Donos de carros flex priorizam preço

carro flexO fator preço é frequentemente a primeira consideração dos motoristas que utilizam carros Flex Fuel na hora de abastecer e escolher entre a gasolina e o etanol. A constatação está entre as conclusões do estudo “Avaliação do Comportamento dos Usuários de Veículos Flex Fuel no Consumo de Combustíveis no Brasil,” divulgado em fevereiro pela Empresa de Pesquisa Energética (EPE), ligada ao Ministério de Minas e Energia (MME). Para o diretor de Comunicação Corporativa da União da Indústria de Cana-de-Açúcar (UNICA), Adhemar Altieri, o problema é que nem sempre o consumidor escolhe o combustível com preço mais vantajoso. “Muitos olham o preço apenas do etanol e não comparam com o da gasolina. Os preços na bomba oscilam para os dois combustíveis, portanto é preciso analisar como está o preço do etanol em relação ao da gasolina para saber qual dos dois está com o preço mais vantajoso. A situação muda de um posto para outro,” explica.

Altieri lembra que a regra básica, já conhecida da maioria dos consumidores, é a dos 70%: “Se o preço do litro de etanol estiver 70% do preço do litro da gasolina, ou abaixo desse percentual, o etanol é a melhor compra do ponto de vista exclusivamente do preço. O consumidor que prioriza preço deve fazer esse cálculo sempre que abastece, pois postos diferentes têm realidades e situações variadas, que afetam o preço final na bomba.”

O estudo da EPE mostra que usuários de veículos flex de diversas regiões do País apresentam comportamentos e crenças similares em relação ao consumo de combustíveis. O preço é um dos dois pontos identificados pelo estudo da EPE que diferenciam o comportamento do consumidor. O outro é o clima da região. No estado de São Paulo, em geral os consumidores preferem etanol, levando em consideração o preço fixado por eles mesmos como aceitável. Quando o valor ultrapassa esse limite, a opção de combustível é facilmente trocada, mesmo sem o cálculo que comprove que a gasolina seja de fato mais vantajosa economicamente.

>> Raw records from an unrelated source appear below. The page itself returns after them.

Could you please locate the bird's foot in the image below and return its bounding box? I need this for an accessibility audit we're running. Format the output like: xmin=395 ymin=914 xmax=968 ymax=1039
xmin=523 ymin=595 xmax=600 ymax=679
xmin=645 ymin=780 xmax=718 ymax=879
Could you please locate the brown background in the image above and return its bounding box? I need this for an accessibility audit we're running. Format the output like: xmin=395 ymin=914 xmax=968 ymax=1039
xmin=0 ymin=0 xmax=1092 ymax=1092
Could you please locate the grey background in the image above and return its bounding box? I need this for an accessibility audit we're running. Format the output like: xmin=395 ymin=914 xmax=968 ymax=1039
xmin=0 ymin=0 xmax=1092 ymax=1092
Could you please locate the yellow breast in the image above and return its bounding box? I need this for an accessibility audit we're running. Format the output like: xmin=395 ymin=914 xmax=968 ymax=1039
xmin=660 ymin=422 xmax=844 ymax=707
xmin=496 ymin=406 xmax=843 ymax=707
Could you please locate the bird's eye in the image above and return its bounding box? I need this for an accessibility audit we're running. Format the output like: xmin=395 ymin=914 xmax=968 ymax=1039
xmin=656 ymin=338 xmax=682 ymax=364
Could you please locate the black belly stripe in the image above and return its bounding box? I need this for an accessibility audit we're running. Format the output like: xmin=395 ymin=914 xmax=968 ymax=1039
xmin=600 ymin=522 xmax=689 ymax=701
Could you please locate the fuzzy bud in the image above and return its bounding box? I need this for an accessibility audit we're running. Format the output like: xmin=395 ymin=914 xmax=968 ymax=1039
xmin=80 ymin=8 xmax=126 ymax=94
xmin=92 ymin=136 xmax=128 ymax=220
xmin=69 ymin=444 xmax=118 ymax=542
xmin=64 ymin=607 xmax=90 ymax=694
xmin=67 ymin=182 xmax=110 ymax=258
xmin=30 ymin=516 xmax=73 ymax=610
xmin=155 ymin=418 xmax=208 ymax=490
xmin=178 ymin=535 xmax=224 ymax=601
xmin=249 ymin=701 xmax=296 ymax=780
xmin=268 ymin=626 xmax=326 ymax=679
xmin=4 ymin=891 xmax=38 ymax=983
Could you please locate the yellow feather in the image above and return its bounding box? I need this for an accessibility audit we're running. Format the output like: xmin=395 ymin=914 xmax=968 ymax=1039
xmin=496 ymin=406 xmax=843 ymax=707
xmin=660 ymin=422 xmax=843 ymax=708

Com base no livro ‘Comportamento do Consumidor e Estratégia de Marketing’, de J. Paul Peter e Jerry C. Olson, o coordenador de Comunicação da UNICA, Paulo Zappa, explica que essa maneira de agir pode ser justificada pela teoria do ‘preço de referência interno’, situação em que a pessoa acredita em um preço que lhe parece justo, seja por ter sido um preço praticado no passado, estabelecido por aprendizado ou por experiência. “Quando o consumidor acha que o preço está acima de um patamar que ele considera tolerável, ele não efetiva a compra,” destaca.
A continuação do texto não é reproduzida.